This recent big change in the world of work and business makes it one of the easiest times to start your own business. It’s one of the most compelling times if you want to stand up and do something meaningful and help others. 

Plus, of course, those who had forgotten have had a big fresh reminder than you simply cannot rely on anyone else for your finances and future.

Should You Make The Transition?

If you want to control your own destiny, live to your full potential, or even just be confident in your finances, there’s not much choice other than to transition from being an employee to a business owner. 

I’ve never met anyone who has regretted becoming an entrepreneur. No one ever wants to stop once they’ve started. 

Compare that with those who have procrastinated or routinely justified not pursuing their dreams and opportunities.
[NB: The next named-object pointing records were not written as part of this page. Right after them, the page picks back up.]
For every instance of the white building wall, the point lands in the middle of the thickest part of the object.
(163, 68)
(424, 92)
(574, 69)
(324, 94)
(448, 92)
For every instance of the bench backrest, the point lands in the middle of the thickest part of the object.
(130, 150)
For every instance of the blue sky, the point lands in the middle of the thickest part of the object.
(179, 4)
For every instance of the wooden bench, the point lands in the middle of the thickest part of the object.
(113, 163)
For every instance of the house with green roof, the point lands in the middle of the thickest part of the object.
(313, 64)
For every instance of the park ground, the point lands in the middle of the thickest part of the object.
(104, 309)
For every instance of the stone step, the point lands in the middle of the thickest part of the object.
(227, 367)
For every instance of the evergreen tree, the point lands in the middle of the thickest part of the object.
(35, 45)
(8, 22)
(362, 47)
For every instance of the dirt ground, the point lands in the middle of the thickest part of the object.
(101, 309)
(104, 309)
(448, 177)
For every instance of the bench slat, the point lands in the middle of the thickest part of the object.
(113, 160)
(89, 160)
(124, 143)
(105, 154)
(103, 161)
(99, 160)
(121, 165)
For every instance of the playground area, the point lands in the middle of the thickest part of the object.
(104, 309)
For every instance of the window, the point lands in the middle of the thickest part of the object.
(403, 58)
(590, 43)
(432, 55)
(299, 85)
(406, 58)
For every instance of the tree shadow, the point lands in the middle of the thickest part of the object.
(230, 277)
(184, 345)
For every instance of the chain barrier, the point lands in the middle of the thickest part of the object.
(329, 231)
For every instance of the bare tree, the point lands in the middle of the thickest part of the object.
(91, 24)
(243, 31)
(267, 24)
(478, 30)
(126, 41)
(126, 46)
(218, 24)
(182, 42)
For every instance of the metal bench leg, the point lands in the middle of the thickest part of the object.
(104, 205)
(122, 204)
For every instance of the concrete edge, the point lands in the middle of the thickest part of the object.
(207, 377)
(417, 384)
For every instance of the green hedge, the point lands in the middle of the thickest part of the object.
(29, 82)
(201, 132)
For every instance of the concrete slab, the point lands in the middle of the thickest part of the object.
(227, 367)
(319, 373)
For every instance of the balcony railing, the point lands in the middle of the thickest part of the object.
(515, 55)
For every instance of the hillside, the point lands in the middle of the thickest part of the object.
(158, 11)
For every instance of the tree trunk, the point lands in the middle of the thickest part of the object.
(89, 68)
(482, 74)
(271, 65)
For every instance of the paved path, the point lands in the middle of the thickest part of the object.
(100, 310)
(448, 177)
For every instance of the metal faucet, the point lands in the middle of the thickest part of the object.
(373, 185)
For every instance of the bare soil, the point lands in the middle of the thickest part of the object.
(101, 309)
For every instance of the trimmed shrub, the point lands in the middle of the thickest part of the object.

Find one who doesn’t regret having stayed an employee instead of seizing on it. 

Calculating The Crossing

There are real considerations to make when crossing this chasm and figuring out how to transition from employee to business owner. Fortunately, if you are good at your job and don’t burn bridges, it is highly likely that you can go back to if you decide it isn’t for you. Or you can go back to school and finish your degree.

If you’ve been used to a steady paycheck and a robust benefits package, then prepare. You will have to pay for your own health insurance and retirement plan. At least until your company creates its own benefits. 

Ideally, you’ll be able to put a few months of emergency money in the bank so that you don’t have to make rash decisions or counterproductive short term shortcuts just to keep your phone on and food on the table.

You will really benefit from getting your family to buy-in. You’ll need their support. They will be the ones who are still there after you scale and exit this company and are on to the next one.

What’s The Big Idea? 

Once you are clear as to how to transition from employee to business owner, the next step is to decide on what is business idea you’ll start with?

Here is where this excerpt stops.